Expedição Tietê 2025 percorreu mais de 1,1 mil km

Os dados fazem parte da Expedição Tietê 2025, que avaliou as condições ambientais do rio desde a nascente, em Salesópolis, até a foz, em Itapura. A pesquisa foi realizada entre 9 e 14 de junho de 2025, em parceria com instituições de ensino, e percorreu mais de 1,1 mil quilômetros do rio. Ao todo, foram analisados 14 pontos de coleta. Os pesquisadores avaliaram indicadores como pH, concentração de carbono e nitrogênio, além da presença de fármacos, agrotóxicos, microplásticos e microrganismos.

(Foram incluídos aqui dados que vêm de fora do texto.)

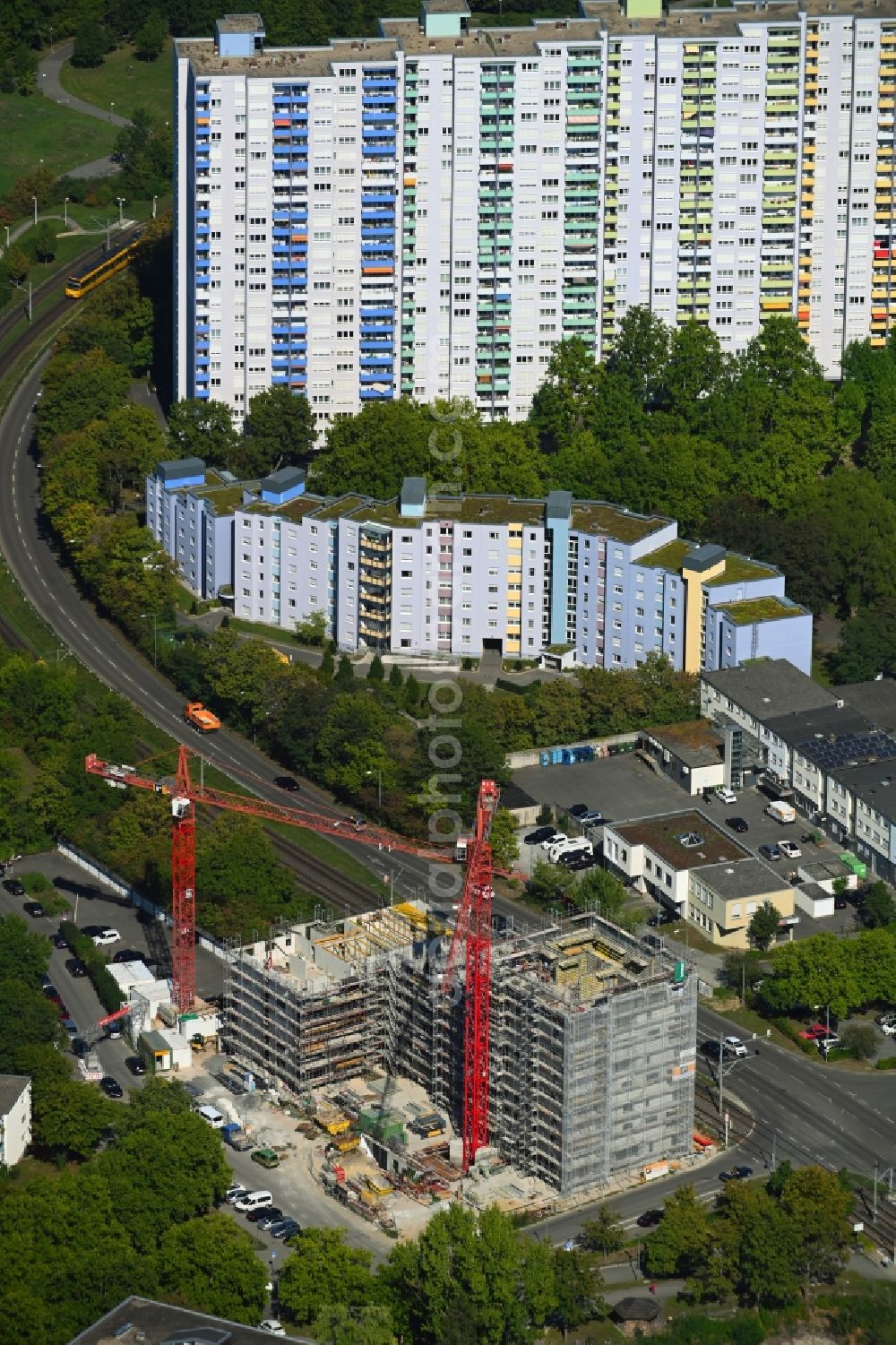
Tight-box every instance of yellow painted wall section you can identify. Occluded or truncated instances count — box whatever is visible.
[681,561,725,673]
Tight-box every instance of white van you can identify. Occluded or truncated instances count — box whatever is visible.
[196,1107,228,1130]
[233,1190,273,1214]
[547,837,595,864]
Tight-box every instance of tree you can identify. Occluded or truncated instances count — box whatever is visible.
[553,1251,607,1340]
[858,880,896,929]
[72,19,109,69]
[312,1303,395,1345]
[134,10,168,61]
[168,397,238,470]
[746,901,781,953]
[277,1228,374,1326]
[158,1213,268,1324]
[295,612,327,648]
[34,220,56,261]
[840,1022,877,1060]
[237,387,316,476]
[644,1186,711,1279]
[4,244,31,285]
[582,1205,625,1256]
[490,808,520,869]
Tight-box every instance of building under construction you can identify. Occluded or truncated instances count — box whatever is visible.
[219,902,697,1195]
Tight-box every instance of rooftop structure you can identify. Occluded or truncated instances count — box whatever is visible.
[223,902,697,1193]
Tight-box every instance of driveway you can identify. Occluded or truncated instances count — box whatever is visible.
[38,42,131,126]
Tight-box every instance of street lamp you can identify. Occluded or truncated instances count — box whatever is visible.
[140,612,159,668]
[365,765,382,808]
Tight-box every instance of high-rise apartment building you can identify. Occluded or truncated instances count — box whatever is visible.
[175,0,896,427]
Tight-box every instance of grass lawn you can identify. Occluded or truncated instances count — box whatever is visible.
[0,93,117,195]
[62,39,172,121]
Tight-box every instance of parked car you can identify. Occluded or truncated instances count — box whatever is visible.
[719,1163,754,1181]
[523,827,557,845]
[91,926,121,948]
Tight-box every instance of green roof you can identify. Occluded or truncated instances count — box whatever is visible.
[571,500,670,542]
[716,597,805,625]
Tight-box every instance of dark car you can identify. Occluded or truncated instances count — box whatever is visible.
[719,1166,754,1181]
[523,827,557,845]
[246,1205,287,1228]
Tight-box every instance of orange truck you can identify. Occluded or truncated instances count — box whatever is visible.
[183,701,220,733]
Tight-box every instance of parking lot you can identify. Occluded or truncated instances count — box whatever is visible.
[0,851,223,1096]
[514,754,856,939]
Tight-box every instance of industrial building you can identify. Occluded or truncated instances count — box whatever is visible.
[223,902,697,1195]
[147,459,813,673]
[174,0,896,432]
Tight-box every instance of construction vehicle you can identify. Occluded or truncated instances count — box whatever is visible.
[183,701,220,733]
[85,747,451,1012]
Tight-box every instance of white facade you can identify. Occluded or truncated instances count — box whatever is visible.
[0,1074,31,1168]
[175,0,896,430]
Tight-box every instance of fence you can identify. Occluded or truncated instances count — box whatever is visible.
[56,841,228,961]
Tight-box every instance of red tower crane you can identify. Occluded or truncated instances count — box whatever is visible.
[443,780,498,1171]
[85,746,449,1011]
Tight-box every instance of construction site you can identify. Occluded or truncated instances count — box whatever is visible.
[222,902,697,1197]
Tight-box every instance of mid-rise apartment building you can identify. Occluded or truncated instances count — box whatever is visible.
[175,0,896,430]
[147,459,811,673]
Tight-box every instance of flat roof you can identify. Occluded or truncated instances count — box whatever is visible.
[765,703,872,760]
[643,720,724,765]
[0,1074,31,1117]
[713,597,806,625]
[604,808,749,872]
[69,1295,282,1345]
[700,659,837,724]
[695,858,789,901]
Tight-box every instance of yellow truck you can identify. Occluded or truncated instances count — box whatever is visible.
[183,701,220,733]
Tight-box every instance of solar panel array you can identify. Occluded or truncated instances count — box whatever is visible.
[797,733,896,771]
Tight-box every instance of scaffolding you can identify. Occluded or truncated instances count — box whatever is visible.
[223,902,697,1195]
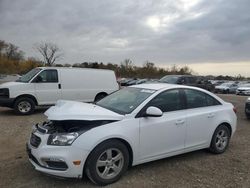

IQA em Mogi das Cruzes é classificado como ruim

Segundo o relatório, o Índice de Qualidade da Água (IQA) em Mogi das Cruzes foi classificado como ruim. A coleta foi feita no km 62 do Rio Tietê. Segundo o relatório, esse ponto marca o início da piora na qualidade da água conforme o rio se aproxima da Região Metropolitana de São Paulo. Os pesquisadores identificaram aumento significativo na concentração de nitrogênio em comparação aos níveis registrados na nascente. Segundo o estudo, esse resultado indica maior presença de matéria orgânica e compostos nitrogenados, associada principalmente ao lançamento de esgoto doméstico e a efluentes industriais.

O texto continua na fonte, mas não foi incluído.